Eduardo HERNANDEZ, Petitioner–Appellant, v. Marion SPEARMAN, Respondent–Appellee.

No. 09–55306.

Decided: August 22, 2014

Before HARRY PREGERSON and MARSHA S. BERZON, Circuit Judges, and CAROL BAGLEY AMON, Chief District Judge.* Tony Faryar Farmani (argued), Farmani, APLC, San Diego, CA, for Petitioner–Appellant. Stephanie C. Brenan (argued), Deputy Attorney General; James William Bilderback, II, Supervising Deputy Attorney General, Office of the California Attorney General, Los Angeles, CA, for Respondent–Appellee.

OPINION

Petitioner Eduardo Hernandez's federal habeas corpus petition was dismissed as untimely after the district court refused to apply the “prison mailbox” rule to calculate the dates of Hernandez's filings. The district court found the rule inapplicable because a prisoner other than Hernandez delivered the petition to prison authorities for mailing to the clerk of court. We hold that the prison mailbox rule applies to such a circumstance and, accordingly, reverse the dismissal of Hernandez's petition.

I.

Hernandez, a California prisoner, is serving two indeterminate life terms and eighteen years for grand theft and kidnapping in connection with a carjacking. After unsuccessfully seeking post-conviction relief in state court, he filed a pro se federal habeas corpus petition. The Warden moved to dismiss Hernandez's petition as untimely, alleging that it was filed outside the Anti–Terrorism and Effective Death Penalty Act's (“AEDPA”) one-year filing deadline. See 28 U.S.C. § 2244(d)(1).

A magistrate judge issued a Report and Recommendation, which agreed that the petition was untimely. First, in the instances in which a prisoner other than Hernandez had delivered Hernandez's pro se petition for post-conviction relief to prison authorities for mailing to the court, the magistrate judge refused to consider the date that such a petition was delivered to prison authorities as the filing date, as courts generally must under the prison mailbox rule. See Houston v. Lack, 487 U.S. 266, 276 (1988).

Next, the magistrate judge reasoned that Hernandez's conviction became final on August 9, 2005, with the result that, absent tolling, the federal habeas petition was due August 9, 2006. The magistrate judge determined that: (1) the limitations period was statutorily tolled while Hernandez's first state habeas petition was pending in California superior court, from October 28, 2005 to December 20, 2005; and (2) Hernandez was not entitled to statutory tolling for the roughly eight-month interval before his next filing, because Hernandez's next state petition was filed in the same court as his first and was not limited to an elaboration of the facts relating to the claims raised in the first petition.
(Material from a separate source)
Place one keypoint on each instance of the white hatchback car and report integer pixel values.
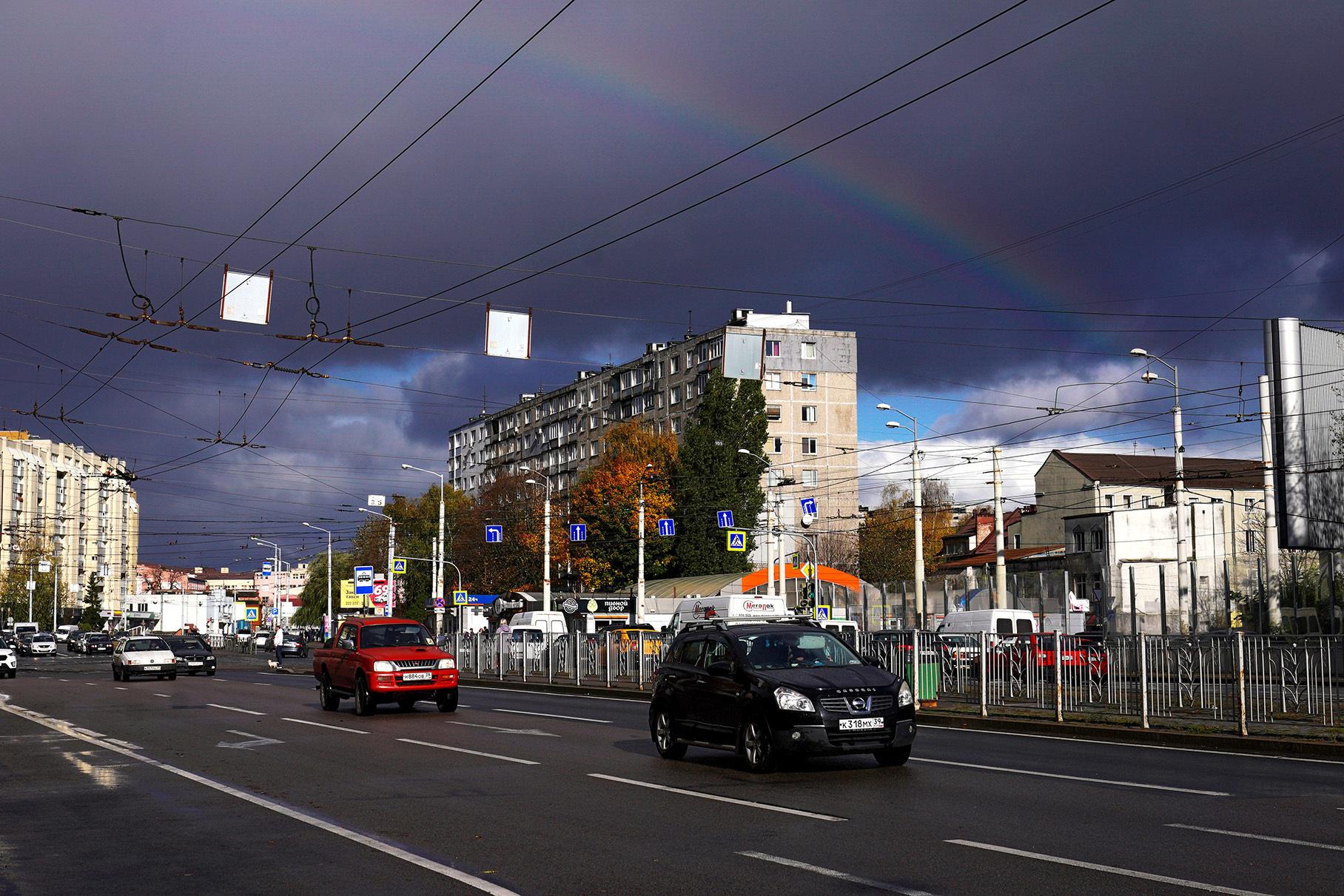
(143, 656)
(8, 660)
See King v. Roe, 340 F.3d 821, 823 (9th Cir.2003) (per curiam) (abrogated on other grounds by Evans v. Chavis, 546 U.S. 189 (2006)).
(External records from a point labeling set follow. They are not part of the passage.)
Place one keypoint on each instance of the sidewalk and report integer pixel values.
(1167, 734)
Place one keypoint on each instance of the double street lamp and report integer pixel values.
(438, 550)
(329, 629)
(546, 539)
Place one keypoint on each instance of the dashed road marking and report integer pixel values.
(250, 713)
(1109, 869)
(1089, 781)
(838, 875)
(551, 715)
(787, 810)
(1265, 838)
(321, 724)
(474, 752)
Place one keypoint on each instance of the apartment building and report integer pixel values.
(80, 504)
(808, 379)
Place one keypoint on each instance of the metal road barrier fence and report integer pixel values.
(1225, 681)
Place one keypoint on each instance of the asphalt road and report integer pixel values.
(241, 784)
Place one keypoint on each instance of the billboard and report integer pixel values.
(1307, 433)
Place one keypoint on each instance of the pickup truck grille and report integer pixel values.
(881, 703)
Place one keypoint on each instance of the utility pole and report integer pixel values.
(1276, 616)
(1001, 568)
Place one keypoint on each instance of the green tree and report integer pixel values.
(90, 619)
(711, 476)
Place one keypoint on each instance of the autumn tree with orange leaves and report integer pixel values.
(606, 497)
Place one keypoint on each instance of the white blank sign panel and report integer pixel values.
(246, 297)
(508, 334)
Finally, the magistrate judge applied statutory tolling for the period the second state habeas petition was actually pending before the California Superior Court, from August 17, 2006 to August 24, 2006, and then assumed, without deciding, that Hernandez was entitled to statutory tolling for the time between the denial of the second state petition and the California Supreme Court's summary denial of Hernandez's fourth state petition on August 29, 2007. Based on this assumption, the statute of limitations began ticking again on August 30, 2007, at which point Hernandez had forty-seven days, or until October 15, 2007, to file his federal habeas petition. Hernandez did not file until October 18, 2007, making his petition three days late under the magistrate judge's calculations.
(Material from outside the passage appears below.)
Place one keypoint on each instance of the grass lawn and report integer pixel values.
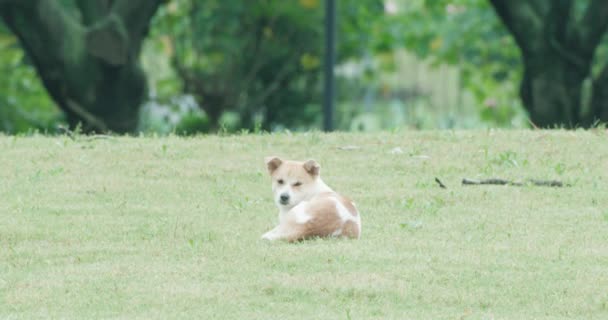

Over Hernandez's objections, the district court adopted the magistrate judge's Report and Recommendation in full and, without considering the merits of his federal claims, dismissed the petition with prejudice.

We granted Hernandez a certificate of appealability on the timeliness question, appointed counsel, and ordered that the parties address “whether the mailbox rule applies when a petitioner gives his petition to a third party (e.g., jailhouse lawyer) to mail from within the prison.” After carefully considering the Report and Recommendation and the parties' arguments, we hold that the mailbox rule applies when a pro se habeas petitioner gives his petition to a third party to mail from within the prison. As the district court's determination that Hernandez's petition was untimely relied on the contrary conclusion, and therefore on an erroneous calculation of filing dates, we reverse and remand for further proceedings not inconsistent with this opinion.

II.

A. Prison Mailbox Rule

A pro se prisoner's notice of appeal from the denial of a federal habeas petition is filed “at the time ․ [it is] delivered ․ to the prison authorities for forwarding to the court clerk.” Houston, 487 U.S. at 276. The rule applies equally to a pro se prisoner's filing of a California state habeas petition.1 Stillman v. LaMarque, 319 F.3d 1199, 1201 (9th Cir.2003). To benefit from the mailbox rule, (1) a prisoner must proceed without counsel, and (2) the petition must be delivered to prison authorities for mailing to the court within the limitations period. Id.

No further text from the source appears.